Comparison with Stable Audio 1
We tested both versions of stable audio with the same text prompt: “Create a chill, melodic downtempo instrumental with warm piano, mellow electric guitar, subtle bassline and light percussion textures like shakers and cymbals. The vibe should be introspective and dreamy.”
This was the output from version 1:
This is a sample generated with the following prompt using stable audio 1.0
— Kaustubh Saini (@kaustubh_saini) April 3, 2024
"Create a chill, melodic downtempo instrumental with warm piano, mellow electric guitar, subtle bassline and light percussion textures like shakers and cymbals.
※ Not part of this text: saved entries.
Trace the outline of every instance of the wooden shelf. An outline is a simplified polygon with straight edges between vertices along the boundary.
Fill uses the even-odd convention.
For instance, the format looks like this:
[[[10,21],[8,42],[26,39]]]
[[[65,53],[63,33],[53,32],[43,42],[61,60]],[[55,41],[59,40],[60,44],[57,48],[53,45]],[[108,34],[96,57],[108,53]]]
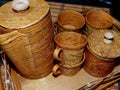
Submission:
[[[52,73],[44,78],[29,80],[19,77],[22,90],[77,90],[81,86],[98,78],[93,77],[81,69],[75,76],[60,75],[54,77]]]

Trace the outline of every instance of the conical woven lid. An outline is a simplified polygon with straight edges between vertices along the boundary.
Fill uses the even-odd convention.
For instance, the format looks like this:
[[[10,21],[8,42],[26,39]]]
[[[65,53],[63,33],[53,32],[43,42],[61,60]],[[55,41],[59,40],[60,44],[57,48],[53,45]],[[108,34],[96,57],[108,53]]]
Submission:
[[[12,10],[12,1],[0,7],[0,26],[9,29],[19,29],[39,22],[49,11],[49,5],[44,0],[29,0],[30,8],[24,12]]]
[[[104,34],[106,32],[112,32],[114,34],[114,39],[110,44],[104,43]],[[92,32],[88,36],[88,45],[98,56],[104,58],[120,57],[120,33],[115,30],[101,29]]]

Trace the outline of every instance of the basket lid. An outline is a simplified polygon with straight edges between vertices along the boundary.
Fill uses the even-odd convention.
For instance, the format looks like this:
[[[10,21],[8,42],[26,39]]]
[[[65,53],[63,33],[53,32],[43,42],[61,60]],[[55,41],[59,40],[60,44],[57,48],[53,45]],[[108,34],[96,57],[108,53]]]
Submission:
[[[109,38],[110,35],[108,35],[107,39],[106,33],[112,33],[114,37]],[[96,30],[88,36],[88,46],[96,55],[101,57],[120,57],[120,33],[111,29]]]
[[[15,12],[12,1],[0,7],[0,26],[19,29],[39,22],[49,11],[49,4],[44,0],[29,0],[30,7],[24,12]]]

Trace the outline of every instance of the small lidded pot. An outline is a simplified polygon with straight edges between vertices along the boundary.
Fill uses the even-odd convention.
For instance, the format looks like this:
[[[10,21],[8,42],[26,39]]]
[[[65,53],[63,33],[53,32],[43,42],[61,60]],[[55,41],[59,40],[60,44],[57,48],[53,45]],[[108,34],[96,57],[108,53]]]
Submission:
[[[104,77],[112,72],[120,57],[120,33],[111,29],[101,29],[88,36],[83,68],[96,77]]]

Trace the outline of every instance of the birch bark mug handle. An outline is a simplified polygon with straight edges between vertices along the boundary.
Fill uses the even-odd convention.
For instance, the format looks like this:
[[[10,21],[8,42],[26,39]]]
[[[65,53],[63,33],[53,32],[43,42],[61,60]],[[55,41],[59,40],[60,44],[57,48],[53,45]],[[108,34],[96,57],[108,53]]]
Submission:
[[[56,49],[54,50],[54,53],[53,53],[54,58],[60,62],[63,61],[62,58],[60,58],[60,53],[62,52],[62,50],[63,50],[62,48],[56,47]]]
[[[85,54],[82,61],[78,64],[75,64],[75,65],[66,65],[62,63],[55,64],[52,69],[53,76],[57,77],[59,75],[65,75],[65,76],[76,75],[82,68],[82,64],[84,63],[84,60],[85,60]]]
[[[62,71],[60,70],[60,66],[58,64],[54,65],[52,72],[54,76],[58,76],[62,74]]]

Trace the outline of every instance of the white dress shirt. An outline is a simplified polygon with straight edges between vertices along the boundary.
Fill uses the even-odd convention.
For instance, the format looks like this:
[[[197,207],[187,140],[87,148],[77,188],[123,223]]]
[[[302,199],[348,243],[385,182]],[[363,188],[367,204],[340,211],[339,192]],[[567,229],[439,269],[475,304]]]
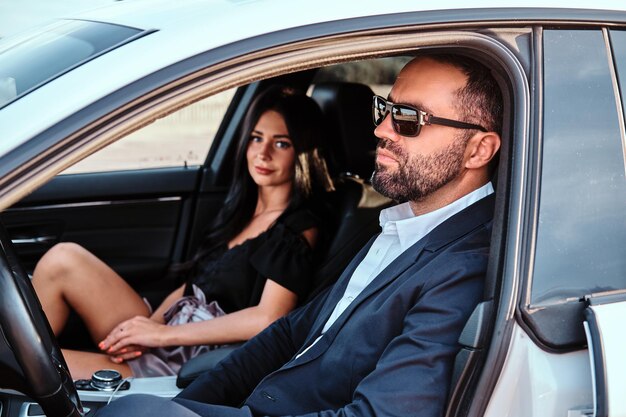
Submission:
[[[409,203],[399,204],[380,212],[382,232],[378,235],[367,255],[350,277],[343,297],[326,321],[322,334],[300,355],[304,354],[335,323],[350,303],[363,291],[382,270],[402,252],[430,233],[435,227],[454,216],[466,207],[493,193],[493,186],[487,183],[458,200],[420,216],[415,216]],[[298,355],[298,356],[300,356]]]

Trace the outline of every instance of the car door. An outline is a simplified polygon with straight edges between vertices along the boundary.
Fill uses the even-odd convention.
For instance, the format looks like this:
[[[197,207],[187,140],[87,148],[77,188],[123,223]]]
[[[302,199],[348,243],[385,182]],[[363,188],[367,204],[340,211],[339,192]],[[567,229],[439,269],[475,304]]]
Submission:
[[[611,41],[615,73],[619,83],[619,97],[621,98],[622,120],[624,119],[624,77],[626,76],[626,31],[610,30],[607,35]],[[623,135],[623,132],[622,132]],[[624,136],[622,136],[624,141]],[[622,144],[624,145],[623,142]],[[626,146],[623,152],[626,153]],[[624,155],[623,153],[623,155]],[[626,164],[625,164],[626,165]],[[619,167],[619,165],[618,165]],[[623,167],[622,167],[623,168]],[[624,181],[623,175],[614,172],[612,180],[619,183]],[[619,187],[619,185],[617,186]],[[618,191],[618,190],[615,190]],[[618,191],[619,192],[619,191]],[[621,195],[624,196],[622,185]],[[623,209],[624,205],[616,209]],[[620,218],[617,217],[618,222]],[[624,243],[624,217],[621,224],[616,228],[621,230],[622,255],[626,251]],[[623,394],[626,391],[626,356],[624,348],[624,317],[626,317],[626,265],[623,256],[613,265],[615,269],[611,275],[615,278],[621,276],[621,282],[617,281],[611,287],[613,290],[589,294],[585,297],[587,308],[585,309],[585,335],[589,346],[589,359],[591,362],[592,389],[593,389],[593,412],[596,417],[614,417],[626,415],[626,402]],[[621,284],[621,285],[620,285]]]
[[[192,231],[201,232],[220,206],[225,186],[203,179],[226,127],[238,123],[233,113],[244,90],[156,120],[5,210],[2,222],[27,271],[53,245],[74,242],[158,302],[176,284],[168,266],[184,259]]]
[[[605,368],[619,373],[624,363],[623,330],[615,321],[623,322],[626,304],[606,297],[626,290],[619,82],[626,38],[623,30],[597,25],[536,28],[535,35],[538,120],[519,257],[524,285],[502,371],[480,415],[588,416],[594,415],[593,365],[602,364],[598,376]],[[586,300],[592,300],[594,364],[583,325]],[[596,378],[595,391],[619,401],[623,373],[599,389],[602,380]]]

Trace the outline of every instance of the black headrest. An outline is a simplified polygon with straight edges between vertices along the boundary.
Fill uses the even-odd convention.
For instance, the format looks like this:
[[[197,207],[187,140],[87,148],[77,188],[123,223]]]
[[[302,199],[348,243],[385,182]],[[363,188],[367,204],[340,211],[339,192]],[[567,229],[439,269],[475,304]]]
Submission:
[[[327,120],[326,157],[333,176],[352,175],[369,181],[374,171],[373,95],[367,85],[358,83],[327,82],[313,87],[311,96]]]

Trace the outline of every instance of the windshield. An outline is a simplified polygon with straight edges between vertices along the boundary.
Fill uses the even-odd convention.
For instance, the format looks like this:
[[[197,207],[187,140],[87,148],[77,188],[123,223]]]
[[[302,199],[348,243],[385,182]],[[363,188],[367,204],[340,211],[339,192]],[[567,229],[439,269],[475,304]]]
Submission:
[[[64,20],[0,42],[0,108],[94,57],[147,32]]]

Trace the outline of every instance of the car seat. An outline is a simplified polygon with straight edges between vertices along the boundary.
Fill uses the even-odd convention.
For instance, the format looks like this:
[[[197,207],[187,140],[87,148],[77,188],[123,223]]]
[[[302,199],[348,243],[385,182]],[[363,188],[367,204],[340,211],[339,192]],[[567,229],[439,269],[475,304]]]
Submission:
[[[391,204],[369,183],[377,142],[371,116],[373,95],[367,85],[352,82],[316,84],[311,94],[330,133],[327,159],[335,191],[327,198],[334,209],[336,232],[316,271],[309,299],[334,283],[354,255],[380,231],[380,210]]]
[[[325,82],[313,87],[311,97],[326,118],[326,159],[334,178],[369,181],[372,175],[377,142],[372,122],[373,96],[371,88],[359,83]]]

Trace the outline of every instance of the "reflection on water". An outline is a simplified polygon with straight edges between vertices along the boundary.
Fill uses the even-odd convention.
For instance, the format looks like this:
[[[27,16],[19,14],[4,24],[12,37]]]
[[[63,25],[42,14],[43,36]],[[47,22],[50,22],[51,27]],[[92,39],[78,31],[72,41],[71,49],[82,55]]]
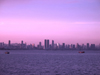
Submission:
[[[0,51],[0,75],[100,75],[100,51]]]

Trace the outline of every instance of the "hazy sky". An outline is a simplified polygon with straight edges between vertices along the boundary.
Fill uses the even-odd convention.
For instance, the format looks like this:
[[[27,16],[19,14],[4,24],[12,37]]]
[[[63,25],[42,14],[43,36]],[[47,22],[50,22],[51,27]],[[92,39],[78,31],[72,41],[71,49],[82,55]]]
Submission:
[[[100,43],[100,0],[0,0],[0,42]]]

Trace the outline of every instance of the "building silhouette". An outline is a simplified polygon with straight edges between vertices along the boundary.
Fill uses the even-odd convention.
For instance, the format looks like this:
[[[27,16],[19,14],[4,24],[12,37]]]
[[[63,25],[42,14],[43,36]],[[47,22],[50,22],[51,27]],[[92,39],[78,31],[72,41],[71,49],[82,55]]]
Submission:
[[[8,45],[9,45],[9,46],[11,45],[11,41],[10,41],[10,40],[8,41]]]
[[[52,49],[54,49],[54,40],[52,40]]]
[[[72,45],[72,49],[75,49],[75,45],[74,44]]]
[[[41,42],[39,42],[38,49],[43,49]]]
[[[95,49],[95,44],[91,44],[91,49]]]
[[[65,49],[65,43],[62,43],[62,49]]]
[[[23,41],[21,41],[21,49],[26,49],[26,43],[23,43]]]
[[[6,50],[6,49],[14,49],[14,50],[17,50],[17,49],[30,49],[30,50],[37,50],[37,49],[46,49],[46,50],[95,50],[95,49],[100,49],[100,44],[99,45],[95,45],[95,44],[90,44],[87,43],[86,45],[82,44],[82,45],[79,45],[78,43],[75,45],[75,44],[65,44],[65,43],[62,43],[62,44],[59,44],[59,43],[54,43],[54,40],[52,40],[52,43],[49,44],[49,40],[48,39],[45,39],[44,40],[44,46],[41,45],[41,42],[39,42],[39,44],[37,45],[37,47],[35,46],[35,44],[30,44],[30,45],[27,45],[26,43],[24,43],[23,41],[21,41],[20,43],[11,43],[10,40],[8,40],[8,44],[5,44],[4,42],[0,42],[0,49],[2,50]]]
[[[78,43],[76,44],[76,49],[80,49],[80,45]]]
[[[39,42],[39,47],[41,47],[41,42]]]
[[[49,40],[44,41],[45,49],[49,49]]]
[[[87,43],[87,49],[89,49],[89,43]]]
[[[21,44],[23,45],[23,41],[21,41]]]

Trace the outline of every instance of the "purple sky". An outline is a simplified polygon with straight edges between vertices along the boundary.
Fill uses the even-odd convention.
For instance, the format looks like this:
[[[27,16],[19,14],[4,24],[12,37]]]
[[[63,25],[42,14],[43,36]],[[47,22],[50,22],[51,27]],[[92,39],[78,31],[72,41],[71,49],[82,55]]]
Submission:
[[[100,43],[100,0],[0,0],[0,42]]]

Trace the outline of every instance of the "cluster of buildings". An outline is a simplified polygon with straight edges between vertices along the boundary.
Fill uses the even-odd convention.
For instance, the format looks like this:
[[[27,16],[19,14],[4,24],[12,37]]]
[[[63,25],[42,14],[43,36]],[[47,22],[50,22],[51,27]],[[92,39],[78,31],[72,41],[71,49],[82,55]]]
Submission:
[[[50,44],[48,39],[44,40],[44,45],[39,42],[37,46],[35,44],[27,45],[26,43],[11,43],[11,41],[8,41],[8,44],[5,44],[4,42],[0,43],[0,50],[100,50],[100,45],[96,46],[95,44],[89,44],[86,45],[82,44],[59,44],[54,43],[54,40],[52,40],[52,43]]]

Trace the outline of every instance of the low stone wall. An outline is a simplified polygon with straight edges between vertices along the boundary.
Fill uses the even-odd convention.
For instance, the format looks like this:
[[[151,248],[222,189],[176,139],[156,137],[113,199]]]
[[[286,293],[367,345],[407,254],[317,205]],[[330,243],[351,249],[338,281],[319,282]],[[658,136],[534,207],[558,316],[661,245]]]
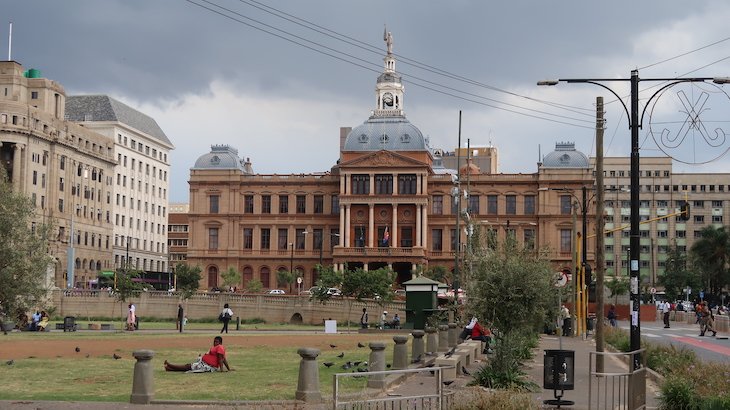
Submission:
[[[77,317],[123,317],[127,314],[127,304],[117,301],[107,291],[64,291],[53,292],[53,305],[58,316]],[[389,314],[398,313],[405,317],[405,302],[393,301],[377,304],[358,302],[355,300],[334,297],[322,304],[310,301],[307,296],[288,295],[244,295],[238,293],[205,293],[192,295],[181,301],[176,293],[141,292],[139,297],[129,300],[136,306],[137,315],[145,318],[174,319],[177,317],[177,306],[183,303],[188,319],[215,318],[228,303],[233,310],[233,317],[241,320],[262,318],[272,323],[298,322],[305,324],[322,324],[325,319],[333,319],[340,323],[346,320],[359,322],[362,308],[367,307],[370,315],[378,317],[387,310]],[[349,317],[348,317],[349,311]]]

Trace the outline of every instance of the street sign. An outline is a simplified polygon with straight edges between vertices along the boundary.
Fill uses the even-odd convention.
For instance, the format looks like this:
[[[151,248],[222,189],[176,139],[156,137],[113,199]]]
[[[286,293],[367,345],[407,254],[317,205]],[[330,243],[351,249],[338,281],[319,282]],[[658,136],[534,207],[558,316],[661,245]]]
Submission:
[[[301,276],[297,277],[297,283],[298,283],[298,284],[300,284],[300,285],[301,285],[303,281],[304,281],[304,280],[302,279],[302,277],[301,277]]]
[[[704,290],[701,290],[700,291],[700,299],[704,299],[704,298],[705,298],[705,291]]]
[[[652,295],[655,294],[656,293],[656,288],[649,289],[649,292],[651,292]]]
[[[566,275],[565,272],[558,272],[557,277],[555,279],[555,287],[562,288],[567,284],[568,284],[568,275]]]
The vibe should be introspective and… pic.twitter.com/LK86ikjc0n
This was the output from version 2:
using the same prompt on stable audio 2.0, I found the generated audio to be much more detailed and consistent with the prompt. pic.twitter.com/oOGtt7FyMO
— Kaustubh Saini (@kaustubh_saini) April 3, 2024
Version 2 had a much more cohesive and detailed generation incorporating all specified elements of the prompt pleasingly and consistently.
Stability AI is becoming a big player in the AI space with tools like Stable Video 3D, Stable Diffusion 3, and Stable Code Instruct 3B.
Conclusion
Stable Audio 2 has massively improved on the capabilities of its earlier version as well as giving tough competition to engines like Suno. The fact that a user can whistle a simple tune and with the help of prompts turn it into a detailed track is its trump card and the reason it’s better than most audio engines out there.